On the other hand, a distance based fare requires that we keep track of how far people are travelling. This usually requires some sort of electronic fare collection, though there are ways around that. It does have the potential to discourage transit users that live further from many important destinations. This can make already low transit uptake even worse in areas like the suburbs. If our goal is to encourage transit use all across the city, or to provide transit service to everyone, this is not a great plan.
The distance based fare comes from the idea that transit is a utility. It is a service provided by the City of Calgary, and just like electricity or natural gas we should pay based on how much we use it.
The Business System: Demand Based Fare
Just for fun, I wanted to include a discussion of demand based fare, because while it is quite impractical for transit systems and would certainly cause a large amount of confusion among riders, it is based on a fairly understandable principle: transit is a business.
Here’s how it might work: when we ride the bus from point A to point B, the fare we pay is related to how many other people are also travelling from A to B. If more people are travelling between those two points, it’s less expensive per rider for Calgary Transit to offer a service between these two points and so they charge you less. In this case, we would want the bus to be crowded. The more crowded, the better it is for us as a rider, and the better it is for Calgary Transit as a business.
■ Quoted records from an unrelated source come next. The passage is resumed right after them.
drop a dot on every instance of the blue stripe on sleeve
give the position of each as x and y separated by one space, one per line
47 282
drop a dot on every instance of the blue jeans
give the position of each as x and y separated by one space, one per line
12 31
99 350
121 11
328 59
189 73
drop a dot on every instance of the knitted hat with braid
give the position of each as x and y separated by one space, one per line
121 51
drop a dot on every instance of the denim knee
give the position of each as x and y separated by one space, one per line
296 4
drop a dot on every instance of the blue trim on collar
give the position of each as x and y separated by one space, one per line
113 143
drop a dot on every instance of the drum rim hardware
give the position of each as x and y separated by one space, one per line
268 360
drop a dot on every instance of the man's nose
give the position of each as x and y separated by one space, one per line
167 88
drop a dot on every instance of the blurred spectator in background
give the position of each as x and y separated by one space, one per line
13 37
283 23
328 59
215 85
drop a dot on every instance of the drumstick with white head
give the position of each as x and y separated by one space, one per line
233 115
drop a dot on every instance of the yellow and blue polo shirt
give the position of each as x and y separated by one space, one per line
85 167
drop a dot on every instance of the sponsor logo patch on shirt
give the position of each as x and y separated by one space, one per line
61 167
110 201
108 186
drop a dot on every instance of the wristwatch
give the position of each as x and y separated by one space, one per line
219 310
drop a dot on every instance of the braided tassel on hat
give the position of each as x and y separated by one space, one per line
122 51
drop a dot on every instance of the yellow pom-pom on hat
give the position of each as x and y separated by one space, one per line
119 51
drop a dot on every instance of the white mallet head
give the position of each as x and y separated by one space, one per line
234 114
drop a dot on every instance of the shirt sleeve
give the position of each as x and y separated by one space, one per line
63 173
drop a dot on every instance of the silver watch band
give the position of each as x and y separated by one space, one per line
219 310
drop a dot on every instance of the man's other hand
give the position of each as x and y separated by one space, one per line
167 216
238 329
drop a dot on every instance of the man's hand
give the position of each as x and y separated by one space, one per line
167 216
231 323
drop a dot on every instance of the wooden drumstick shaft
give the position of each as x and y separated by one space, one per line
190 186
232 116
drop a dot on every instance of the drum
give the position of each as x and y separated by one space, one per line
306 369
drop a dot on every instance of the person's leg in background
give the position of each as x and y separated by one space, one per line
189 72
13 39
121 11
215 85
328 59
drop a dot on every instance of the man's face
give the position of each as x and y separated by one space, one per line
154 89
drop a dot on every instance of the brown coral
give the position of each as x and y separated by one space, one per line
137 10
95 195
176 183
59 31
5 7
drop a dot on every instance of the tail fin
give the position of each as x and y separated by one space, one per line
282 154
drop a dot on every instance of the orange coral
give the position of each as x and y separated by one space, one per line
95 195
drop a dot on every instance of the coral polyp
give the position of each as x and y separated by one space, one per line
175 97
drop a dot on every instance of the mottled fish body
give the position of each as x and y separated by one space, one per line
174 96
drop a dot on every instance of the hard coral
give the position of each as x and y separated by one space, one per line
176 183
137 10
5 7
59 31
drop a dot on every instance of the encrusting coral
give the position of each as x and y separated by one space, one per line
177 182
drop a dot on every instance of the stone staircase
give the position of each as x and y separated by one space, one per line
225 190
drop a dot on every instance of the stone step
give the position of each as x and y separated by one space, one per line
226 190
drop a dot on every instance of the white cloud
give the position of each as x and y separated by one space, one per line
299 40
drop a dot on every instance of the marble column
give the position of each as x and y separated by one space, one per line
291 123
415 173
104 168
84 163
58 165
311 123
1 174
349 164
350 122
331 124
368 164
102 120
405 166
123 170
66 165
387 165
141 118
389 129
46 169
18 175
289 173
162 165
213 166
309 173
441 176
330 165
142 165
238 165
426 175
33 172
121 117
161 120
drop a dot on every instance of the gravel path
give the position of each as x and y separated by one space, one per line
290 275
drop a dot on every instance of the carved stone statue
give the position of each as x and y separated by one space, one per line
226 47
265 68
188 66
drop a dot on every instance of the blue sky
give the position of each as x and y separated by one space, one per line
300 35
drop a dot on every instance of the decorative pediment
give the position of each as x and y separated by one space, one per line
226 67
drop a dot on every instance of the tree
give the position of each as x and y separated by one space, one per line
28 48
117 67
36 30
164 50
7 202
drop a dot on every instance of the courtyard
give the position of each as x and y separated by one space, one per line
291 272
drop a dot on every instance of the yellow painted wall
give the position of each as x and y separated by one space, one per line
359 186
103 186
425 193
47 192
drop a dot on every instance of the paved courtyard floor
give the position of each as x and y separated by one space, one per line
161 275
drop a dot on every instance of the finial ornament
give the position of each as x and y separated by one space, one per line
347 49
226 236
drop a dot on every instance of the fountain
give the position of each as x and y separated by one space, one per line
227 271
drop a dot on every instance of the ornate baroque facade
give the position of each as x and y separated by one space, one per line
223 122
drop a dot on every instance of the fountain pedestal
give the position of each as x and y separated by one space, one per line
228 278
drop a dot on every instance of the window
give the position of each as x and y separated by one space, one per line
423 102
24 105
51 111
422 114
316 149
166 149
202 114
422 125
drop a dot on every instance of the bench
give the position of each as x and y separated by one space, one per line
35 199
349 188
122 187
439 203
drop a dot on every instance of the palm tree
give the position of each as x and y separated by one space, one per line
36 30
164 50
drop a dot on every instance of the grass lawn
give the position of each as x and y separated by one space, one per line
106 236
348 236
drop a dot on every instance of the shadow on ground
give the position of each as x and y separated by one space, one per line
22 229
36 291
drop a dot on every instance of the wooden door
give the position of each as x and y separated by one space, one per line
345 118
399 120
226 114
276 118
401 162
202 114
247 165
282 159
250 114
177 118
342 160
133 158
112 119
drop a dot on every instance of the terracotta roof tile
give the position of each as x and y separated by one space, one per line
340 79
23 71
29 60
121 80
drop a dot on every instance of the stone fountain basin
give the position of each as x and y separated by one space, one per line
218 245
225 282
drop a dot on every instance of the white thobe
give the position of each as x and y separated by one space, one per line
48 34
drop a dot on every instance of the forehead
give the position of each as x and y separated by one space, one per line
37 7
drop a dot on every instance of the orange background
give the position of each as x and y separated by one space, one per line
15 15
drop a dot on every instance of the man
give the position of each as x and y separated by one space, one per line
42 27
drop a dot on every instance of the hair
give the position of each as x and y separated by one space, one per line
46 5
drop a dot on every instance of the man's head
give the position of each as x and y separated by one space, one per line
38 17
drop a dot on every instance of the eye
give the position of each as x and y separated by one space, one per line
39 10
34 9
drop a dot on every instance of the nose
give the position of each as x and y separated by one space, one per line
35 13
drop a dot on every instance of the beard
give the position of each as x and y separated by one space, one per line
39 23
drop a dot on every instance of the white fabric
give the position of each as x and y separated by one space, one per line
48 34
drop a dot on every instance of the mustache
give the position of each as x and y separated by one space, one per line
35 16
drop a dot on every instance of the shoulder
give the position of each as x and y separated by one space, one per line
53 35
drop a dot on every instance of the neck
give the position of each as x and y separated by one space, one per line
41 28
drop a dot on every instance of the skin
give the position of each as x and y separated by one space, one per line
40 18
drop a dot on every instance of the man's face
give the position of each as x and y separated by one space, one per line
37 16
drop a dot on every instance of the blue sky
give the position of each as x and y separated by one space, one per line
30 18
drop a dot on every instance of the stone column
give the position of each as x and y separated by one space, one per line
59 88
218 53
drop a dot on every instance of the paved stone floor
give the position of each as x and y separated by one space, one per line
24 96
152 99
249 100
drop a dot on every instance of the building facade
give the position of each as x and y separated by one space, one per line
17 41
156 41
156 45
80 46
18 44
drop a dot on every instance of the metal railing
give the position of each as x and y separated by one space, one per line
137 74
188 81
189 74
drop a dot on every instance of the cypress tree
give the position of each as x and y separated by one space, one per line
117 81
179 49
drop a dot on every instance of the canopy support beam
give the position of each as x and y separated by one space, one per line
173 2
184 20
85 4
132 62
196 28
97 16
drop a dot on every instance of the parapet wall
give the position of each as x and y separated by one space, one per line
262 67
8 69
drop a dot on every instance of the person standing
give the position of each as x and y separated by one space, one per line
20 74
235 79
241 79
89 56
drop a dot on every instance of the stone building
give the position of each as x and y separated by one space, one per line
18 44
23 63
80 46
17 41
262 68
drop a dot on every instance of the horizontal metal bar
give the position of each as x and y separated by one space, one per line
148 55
This type of system would make travelling to places like Hidden Valley or Cranston prohibitively expensive, since there are very few people who are also doing the same thing. At the same time, it would encourage increased usage of already busy corridors such as Centre Street and along the LRT, since those routes would become very cheap. The reach of service would shrink considerably but it would become much less expensive to run overall; depending on how you feel about transit’s purpose this may be a good or bad outcome.
Even though this idea is used in part by airlines and is related to the discussion of “surge pricing” in taxi systems, it would be next to impossible to implement or sell to the public for a fixed transit system. This is because the price you would pay for a service is dependent on the behaviour of other people. It would create uncertainty that is completely unacceptable for people seeking reliable and affordable mobility, and so the system just isn’t going to work properly.
Here’s a fun contrast: the cost of travelling by personal vehicle (often measured in travel time) is also dependent on the behaviour of other people. In this case, when a road gets more use traffic slows down, and the “fare” to travel on that road by car goes up. It has the opposite behaviour of transit. This is just one example where transit and automobiles can serve the same need in very different ways.
Going the Distance
I generally favour changing to distance based fare in Calgary. We have a large, sparse city and trips can vary significantly in length. Low density life is costly for the city to service, and the price we pay for those services should reflect that, if transit is considered a form of city service. In terms of transit use and mobility, I feel the potential increase in riders who would have made short trips at a lower price outweighs the potential loss of riders who do not wish to pay more for a longer trip. It reflects the approach that transit is, in many ways, a utility. It should be offered and organized in a way that reflects that.
If nothing else, changing to a distance based fare might encourage Calgary Transit to finally get an electronic fare system going.